July 13, 2022: Venus passes between Elnath and Zeta Tauri, the horns of Taurus, this morning. The perigee full moon – sometimes called a supermoon – is visible in the southeastern sky after sunset.
by Jeffrey L. Hunt
Chicago, Illinois: Sunrise, 5:27 a.m. CDT; Sunset, 8:25 p.m. CDT. Check local sources for sunrise and sunset times for your location.
The moon is closest to Earth (perigee) at 4:06 a.m. CDT. At this hour it is low in the southwestern sky. The Full moon phase occurs at 1:38 p.m. CDT. It is below the horizon for sky watchers across the Americas. It rises about 35 minutes after sunset.
This morning, Venus passes between the horns of Taurus, a precarious place to be, before daybreak.

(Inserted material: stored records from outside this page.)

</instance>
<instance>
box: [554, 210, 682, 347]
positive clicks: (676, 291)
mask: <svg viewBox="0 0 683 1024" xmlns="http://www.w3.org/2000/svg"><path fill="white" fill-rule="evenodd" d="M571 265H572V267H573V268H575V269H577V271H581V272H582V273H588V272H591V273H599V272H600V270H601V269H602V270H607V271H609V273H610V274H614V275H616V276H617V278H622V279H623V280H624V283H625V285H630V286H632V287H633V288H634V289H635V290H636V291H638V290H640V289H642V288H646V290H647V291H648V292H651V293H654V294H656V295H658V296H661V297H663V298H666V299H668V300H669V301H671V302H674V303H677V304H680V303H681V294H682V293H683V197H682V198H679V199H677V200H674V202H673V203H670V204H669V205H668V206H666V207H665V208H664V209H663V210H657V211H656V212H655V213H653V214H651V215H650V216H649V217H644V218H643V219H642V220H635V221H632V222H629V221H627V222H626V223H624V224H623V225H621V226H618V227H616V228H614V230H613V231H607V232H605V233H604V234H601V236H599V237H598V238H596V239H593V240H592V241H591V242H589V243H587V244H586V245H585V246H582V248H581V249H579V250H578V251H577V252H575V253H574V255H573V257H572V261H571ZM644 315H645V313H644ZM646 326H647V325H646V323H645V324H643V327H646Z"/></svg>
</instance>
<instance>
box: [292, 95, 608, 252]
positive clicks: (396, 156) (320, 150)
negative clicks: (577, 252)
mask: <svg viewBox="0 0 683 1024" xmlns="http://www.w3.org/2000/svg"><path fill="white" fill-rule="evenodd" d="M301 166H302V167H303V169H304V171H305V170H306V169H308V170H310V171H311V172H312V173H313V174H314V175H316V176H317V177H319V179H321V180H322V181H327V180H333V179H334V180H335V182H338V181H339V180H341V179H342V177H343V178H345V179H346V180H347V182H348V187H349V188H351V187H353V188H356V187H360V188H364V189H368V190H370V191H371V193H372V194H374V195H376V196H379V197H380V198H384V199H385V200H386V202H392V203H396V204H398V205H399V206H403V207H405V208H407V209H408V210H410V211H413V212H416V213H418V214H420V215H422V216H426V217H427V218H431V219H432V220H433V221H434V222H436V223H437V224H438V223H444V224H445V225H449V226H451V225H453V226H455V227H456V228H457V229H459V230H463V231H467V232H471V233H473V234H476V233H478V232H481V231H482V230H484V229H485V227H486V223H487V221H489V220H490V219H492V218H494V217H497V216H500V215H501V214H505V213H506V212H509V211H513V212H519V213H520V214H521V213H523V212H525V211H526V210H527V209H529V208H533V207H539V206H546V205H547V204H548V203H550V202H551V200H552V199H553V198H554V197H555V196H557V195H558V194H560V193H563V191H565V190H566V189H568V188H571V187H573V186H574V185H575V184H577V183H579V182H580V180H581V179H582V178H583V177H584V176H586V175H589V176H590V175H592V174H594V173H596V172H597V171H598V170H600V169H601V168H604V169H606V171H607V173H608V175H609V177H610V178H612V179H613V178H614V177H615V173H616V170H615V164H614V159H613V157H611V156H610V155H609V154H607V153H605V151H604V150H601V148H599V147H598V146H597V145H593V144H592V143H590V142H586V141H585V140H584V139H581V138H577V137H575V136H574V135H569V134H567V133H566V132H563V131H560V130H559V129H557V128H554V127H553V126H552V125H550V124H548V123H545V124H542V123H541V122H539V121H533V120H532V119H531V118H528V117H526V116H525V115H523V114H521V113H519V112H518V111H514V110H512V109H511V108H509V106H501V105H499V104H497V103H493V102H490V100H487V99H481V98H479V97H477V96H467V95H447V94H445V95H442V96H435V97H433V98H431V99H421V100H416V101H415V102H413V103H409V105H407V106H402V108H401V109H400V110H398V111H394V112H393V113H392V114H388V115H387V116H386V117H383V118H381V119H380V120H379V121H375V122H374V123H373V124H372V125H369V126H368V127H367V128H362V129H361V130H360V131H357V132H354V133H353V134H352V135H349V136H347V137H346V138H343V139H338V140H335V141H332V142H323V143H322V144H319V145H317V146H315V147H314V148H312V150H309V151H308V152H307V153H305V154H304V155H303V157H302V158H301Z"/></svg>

The brilliant Morning Star rises nearly two hours before sunup. An hour later, it is about 9° above the east-northeast horizon, 1.5° to the upper left of Zeta Tauri (ζ Tau on the chart) – the southern horn of Taurus – and 6.4° to the lower right of Elnath, the northern horn. A binocular may be needed to see dimmer Zeta.
The head of Taurus is made of Aldebaran – nearly 15° to the upper right of Venus – and the Hyades star cluster. The Pleiades star cluster, about one-third of the way up in the east, rides on the back of the Bull.
Three other planets are visible this morning as part of the morning planet parade. Bright Jupiter is about halfway up in the southeast. Dimmer Mars is to its lower left in the east-southeast. Saturn is in the south-southwest.
Saturn is the dimmest of the four bright morning planets. The Ringed Wonder is less than one-third of the way up in the sky above the south-southwest horizon. It is retrograding in eastern Capricornus, near the star Deneb Algedi.
The perigee Full moon is known in the popular press as a “supermoon” – the Full moon that occurs near perigee. The Farmer’s Almanac calls the July Full moon the “Buck Moon”
The supermoon is so named when the Full phase occurs when the moon is at least 90% of its perigee distance. This occurs a few times each year. It’s supposed to be super large and super bright. The perigee moon is about 14% closer and 14% brighter than the moon’s typical distance.
First 14% is not so much brighter than the typical Full moon and likely not visible to the human eye.
Secondly, take a look at these two images. One is 14% larger than the other one. Can you tell the difference?
When the popular press advertises any celestial event that encourages the public to look up, that is excellent publicity for sky watching. The difference from tonight’s Full moon and another is not likely visible.
Please get outside enjoy the bright Full moon. Take a walk in the bright moonlight. Watch and listen for the night sounds of nature.